Les grands oubliés

Selon un vocabulaire stéréotypé, un vent de réforme souffle sur la France. Vent salutaire pour les uns, vent mauvais pour d’autres. Mais tous sont d’accord : « Il faut que ça change ! ». Je me souviens d’affiches proclamant ce même besoin sur le chemin de mon école primaire. Rien n’aurait donc changé depuis des décennies ?
Une plainte revient en boucle : « nous sommes les grands oubliés », les grands oubliés des réformes en cours.

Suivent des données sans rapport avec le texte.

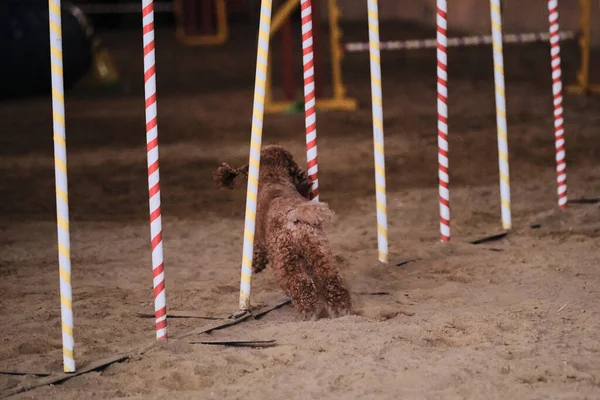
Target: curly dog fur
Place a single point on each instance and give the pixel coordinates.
(289, 234)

Qui sont-ils donc ces oubliés laissés en marge de la société ? Les cheminots, les étudiants, les cyclistes, les pilotes d’avion, les enseignants, les agriculteurs, les citadins, les retraités, les ruraux, les banlieusards, les motards, les infirmières, les ouvriers, les automobilistes, les patrons, les maires, les médecins, les écologistes,… inventaire limité dans lequel le facétieux Jacques Prévert aurait certainement inséré quelques ratons laveurs (cf « Inventaire »).
Oubliés de qui ? Des autorités, pardi ! Ceux qui prennent leur décision sans tenir compte de nous, les petits. Des autorités qui n’écoutent pas, sourdes aux revendications. Pire même, des autorités devenues « autistes » selon l’expression apparue ces dernières années. Autistes ? Surprenant que ce handicap soit utilisé sans hésitation pour décrédibiliser un interlocuteur. Dans le politiquement correct d’aujourd’hui, comment peut-on stigmatiser ainsi une minorité ?
Autisme ? Beaucoup soulignent que ce trouble de la communication et du comportement n’est pas suffisamment pris en charge dans notre pays. Les autistes sont les grands oubliés… eux aussi… et donc ce gouvernement avec eux, puisque la vox populi l’a diagnostiqué autiste… Notre pays n’est finalement peuplé que de grands oubliés. La situation devient bigrement complexe ! L’objectivité s’accommode mal de l’incohérence du langage.
Au fait, vous aussi, vous faites partie de la confrérie des grands oubliés ? N’hésitez pas à l’avouer, vous serez en bonne compagnie. Très longtemps avant 2018, le grand prophète Jérémie portait ce constat devant Dieu : « Je veux te parler sur tes jugements : Pourquoi la voie des méchants est-elle une réussite ? Pourquoi vivent-ils tous tranquillement… ? » (Jérémie 12). Autrement dit : il y en a qui vivent bien mieux que moi, ce n’est pas juste.
Au-delà de la réalité de l’injustice, on touche là une question plus intime. Plus je regarde à la réussite matérielle d’autres, plus je me sens frustré, oublié. Asaph, le chantre, l’a bien exprimé dans son Psaume 73 : « Il s’en est failli d’un rien que mes pas ne glissent, car je jalousais les insensés en voyant la prospérité des méchants… ».
Mais il poursuit : « Lorsque mon cœur s’aigrissait, j’étais stupide… Je suis toujours avec toi, tu m’as saisi la main… tu me conduis ». Le voilà délivré du poison de la comparaison ! L’injustice n’a pas disparu, mais Asaph a rétabli le lien avec l’accompagnateur fidèle.
Et vous ? Toujours ce sentiment d’être négligé, traité de façon injuste? Peut-être, mais certainement pas oublié : « Quand une femme oublierait son nourrisson, moi, l’Eternel, je ne t’oublierai pas » (Esaïe 49).